Most examples we showed in this documentation used pre-trained models as-is. For example, we often used lmsys/vicuna-7b-v1.5 and mistralai/Mistral-7B-Instruct-v0.2 for QA models, and intfloat/e5-base-v2 for our dense embedding models. However, in practice, finetuning these models with task-specific data often leads to much better performance (Karpukhin et al., 2020, Izacard et al., 2021; Wang et al., 2022).

To this end, we provide various training algorithms for both dense retrieval and generative models. This (non-exhaustive and growing) collection of algorithms comes from the latest research in the field, and we provide a simple interface to train these models with your own data.

Algorithm

Target Model

Training Data

Section

CTL

Encoder

(q, p, hard negative p†)

Contrastive Learning (CTL)

DCA

Encoder

(q, p†)

Distill from Cross-Attention scores (DCA)

RPG

Encoder

(q, p†, a)

Distill from an LM’s probability distribution (RPG)

SFT

Decoder

(h†, q, p, a)

SFT with Gold Data (SFT)

SwR

Decoder

(h†, q, p, a)

SFT with a Frozen Retriever (SwR)

FiD

Encoder-Decoder

(h†, q, p, a)

Fusion-in-Decoder Training (FiD)

where “h” stands for chat history, “q” stands for a question, “p” stands for a (gold) passage, and “a” stands for a (gold) answer. “†” indicates this element is optional. We implement our trainers based on the Trainer class from the transformers library. This means that most of the arguments are the same as if you are familiar with the transformers library.

Note

Currently, our training scripts assume a single GPU setting, since our evaluation loop assumes all models are loaded on a single GPU. To avoid unexpected behavior with multi-GPU training, we suggest setting --evaluation_strategy=no with our current training scripts.

References:

  • Vladimir Karpukhin, Barlas O ̆guz, Sewon Min, Patrick Lewis, Ledell Wu, Sergey Edunov, Danqi Chen, and Wen tau Yih. 2020. Dense passage retrieval for open-domain question answering.

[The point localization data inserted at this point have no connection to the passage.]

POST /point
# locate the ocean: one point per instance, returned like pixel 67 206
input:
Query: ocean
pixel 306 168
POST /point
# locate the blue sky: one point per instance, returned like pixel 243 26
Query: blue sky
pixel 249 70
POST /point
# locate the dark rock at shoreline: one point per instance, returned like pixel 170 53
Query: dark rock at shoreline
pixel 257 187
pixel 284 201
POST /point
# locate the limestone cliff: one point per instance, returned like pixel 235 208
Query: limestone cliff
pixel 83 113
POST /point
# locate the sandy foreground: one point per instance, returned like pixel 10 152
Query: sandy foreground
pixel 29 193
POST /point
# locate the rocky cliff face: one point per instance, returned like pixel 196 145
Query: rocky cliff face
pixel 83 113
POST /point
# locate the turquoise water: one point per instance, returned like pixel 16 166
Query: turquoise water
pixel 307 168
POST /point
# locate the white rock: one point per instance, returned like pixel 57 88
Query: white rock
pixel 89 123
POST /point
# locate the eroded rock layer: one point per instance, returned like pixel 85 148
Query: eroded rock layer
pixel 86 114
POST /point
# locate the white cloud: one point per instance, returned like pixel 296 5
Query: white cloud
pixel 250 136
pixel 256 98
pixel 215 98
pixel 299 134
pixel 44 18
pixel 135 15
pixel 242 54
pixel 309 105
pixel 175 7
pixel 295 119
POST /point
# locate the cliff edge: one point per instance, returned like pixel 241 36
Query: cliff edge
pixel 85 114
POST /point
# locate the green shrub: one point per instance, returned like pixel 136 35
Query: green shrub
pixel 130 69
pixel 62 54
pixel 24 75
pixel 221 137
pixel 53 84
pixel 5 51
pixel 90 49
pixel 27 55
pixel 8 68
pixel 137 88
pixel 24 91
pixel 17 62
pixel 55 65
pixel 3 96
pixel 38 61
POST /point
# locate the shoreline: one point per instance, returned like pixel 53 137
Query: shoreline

  • Gautier Izacard, Mathilde Caron, Lucas Hosseini, Sebastian Riedel, Piotr Bojanowski, Armand Joulin, and Edouard Grave. 2021. Unsupervised dense information retrieval with contrastive learning.

  • Liang Wang, Nan Yang, Xiaolong Huang, Binxing Jiao, Linjun Yang, Daxin Jiang, Rangan Majumder, and Furu Wei. 2022. Text embeddings by weakly supervised contrastive pre-training.